While former hotelier Shanahan came to his IDA role via an orthodox route through the old State business advisory group Forfas, Eger joined Israel’s investment ecosystem from the army.

In Israel, her route would be the orthodox one. The Israeli military is one of those institutions that binds this incredibly complex society together – with the exception of most Arab-Israelis and ultra-religious Haredi Jews, almost everyone in Israel does three years of national service before university.

Attracting multinationals

Many complete their service in the Israel Defence Forces, the regular army.
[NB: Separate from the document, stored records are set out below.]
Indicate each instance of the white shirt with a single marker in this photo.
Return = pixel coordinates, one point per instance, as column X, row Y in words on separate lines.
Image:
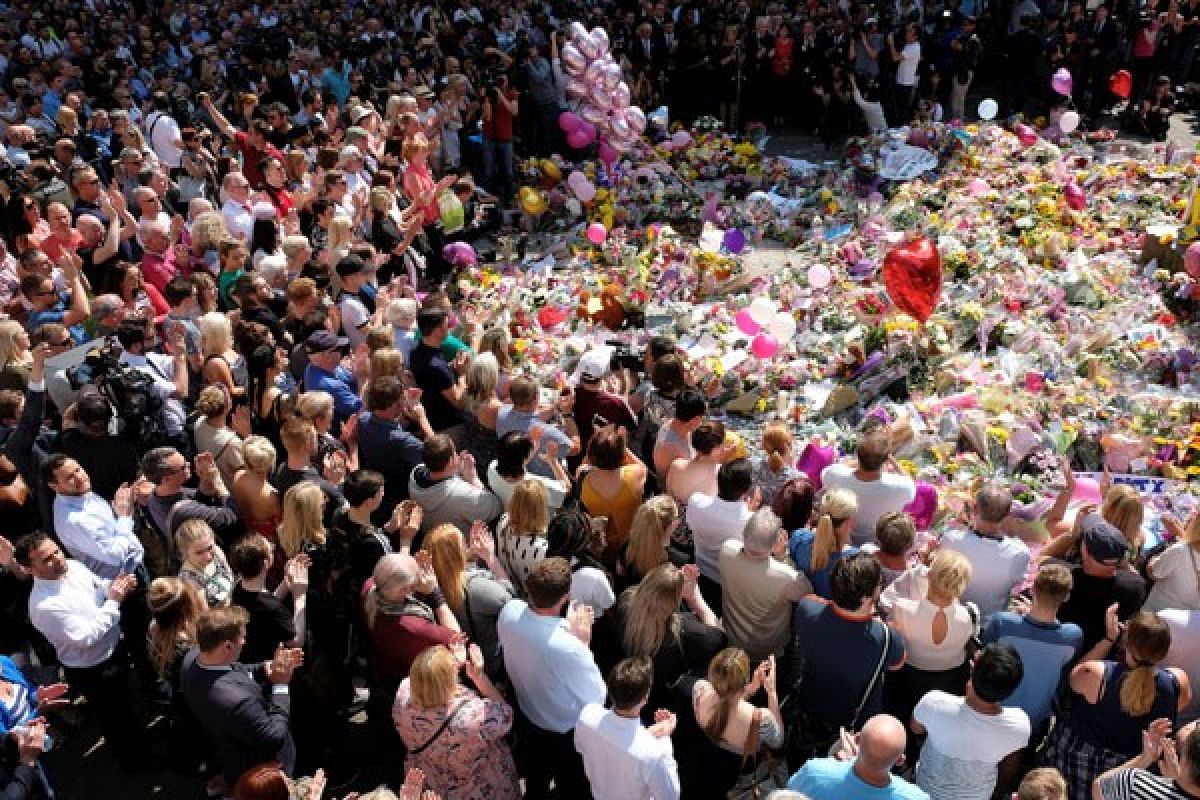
column 1176, row 579
column 239, row 220
column 163, row 132
column 915, row 620
column 1185, row 653
column 95, row 535
column 996, row 566
column 910, row 59
column 623, row 759
column 964, row 747
column 77, row 617
column 552, row 672
column 714, row 522
column 892, row 492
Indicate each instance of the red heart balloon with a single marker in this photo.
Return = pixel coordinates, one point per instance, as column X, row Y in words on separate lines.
column 1121, row 84
column 912, row 275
Eger stayed in the army for 17 years, retiring six years ago at the rank of colonel. She now has overall responsibility for attracting multinationals to set up in the country, where society is dominated by security concerns that appear, as of yet, to have done little to deter foreign investors.
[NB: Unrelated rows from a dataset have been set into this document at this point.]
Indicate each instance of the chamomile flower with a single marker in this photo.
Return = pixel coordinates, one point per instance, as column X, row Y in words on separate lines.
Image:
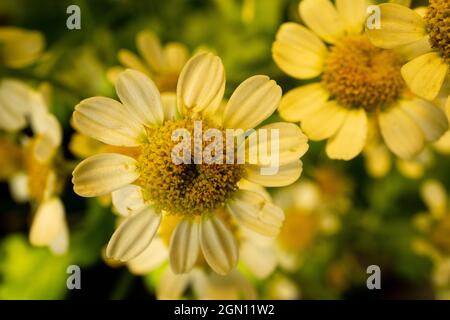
column 424, row 35
column 34, row 178
column 202, row 195
column 257, row 254
column 435, row 228
column 19, row 47
column 162, row 64
column 359, row 84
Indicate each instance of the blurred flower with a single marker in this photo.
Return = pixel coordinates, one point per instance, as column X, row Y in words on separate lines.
column 312, row 209
column 424, row 35
column 19, row 47
column 360, row 84
column 33, row 177
column 435, row 228
column 203, row 196
column 162, row 64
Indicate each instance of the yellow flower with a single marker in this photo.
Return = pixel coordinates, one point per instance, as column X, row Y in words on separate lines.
column 162, row 64
column 424, row 35
column 19, row 47
column 36, row 179
column 359, row 83
column 200, row 194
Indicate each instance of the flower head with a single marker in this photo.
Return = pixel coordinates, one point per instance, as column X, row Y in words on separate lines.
column 202, row 195
column 361, row 86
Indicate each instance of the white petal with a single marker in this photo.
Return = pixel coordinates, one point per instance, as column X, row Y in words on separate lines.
column 184, row 246
column 171, row 286
column 141, row 97
column 134, row 235
column 282, row 140
column 218, row 245
column 128, row 200
column 251, row 103
column 256, row 213
column 431, row 119
column 261, row 260
column 300, row 102
column 299, row 52
column 353, row 14
column 425, row 75
column 274, row 177
column 149, row 259
column 14, row 104
column 103, row 173
column 322, row 18
column 351, row 137
column 47, row 222
column 108, row 121
column 201, row 83
column 399, row 26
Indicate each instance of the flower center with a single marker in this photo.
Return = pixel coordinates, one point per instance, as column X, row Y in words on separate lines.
column 184, row 189
column 437, row 20
column 358, row 74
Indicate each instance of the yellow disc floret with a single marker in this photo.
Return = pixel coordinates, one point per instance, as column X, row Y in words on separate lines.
column 184, row 189
column 358, row 74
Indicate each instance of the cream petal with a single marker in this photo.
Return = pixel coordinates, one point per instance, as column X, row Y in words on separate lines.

Israel attracted a record $21.8 billion (€19.6 billion) of investment in 2018.

Among the long-standing big names operating in the country are car company Daimler-Benz and the pharma group Merck.

Ireland and Israel both fancy themselves as high-tech hubs. Occasionally, they go head-to-head for investment, such as last year, when Intel plumped for Leixlip over central Israeli town Kiryat Gat for a new $4 billion chip manufacturing facility.

As she addresses an international delegation of journalists assembled by the Europe Israel Press Association, which also funded the trip,  in a hotel off Tel Aviv’s beachfront, Eger allows herself a wry smile at the memory of losing out to Shanahan’s team for the Intel investment.*

“Sometimes it is frustrating when a company decides to go elsewhere,” she says, diplomatically. Then she recovers her verve: “But Israel is different to Ireland. We don’t feel that competition so much. Ireland has the market [the European Union] but it does not have the technology level that we have.”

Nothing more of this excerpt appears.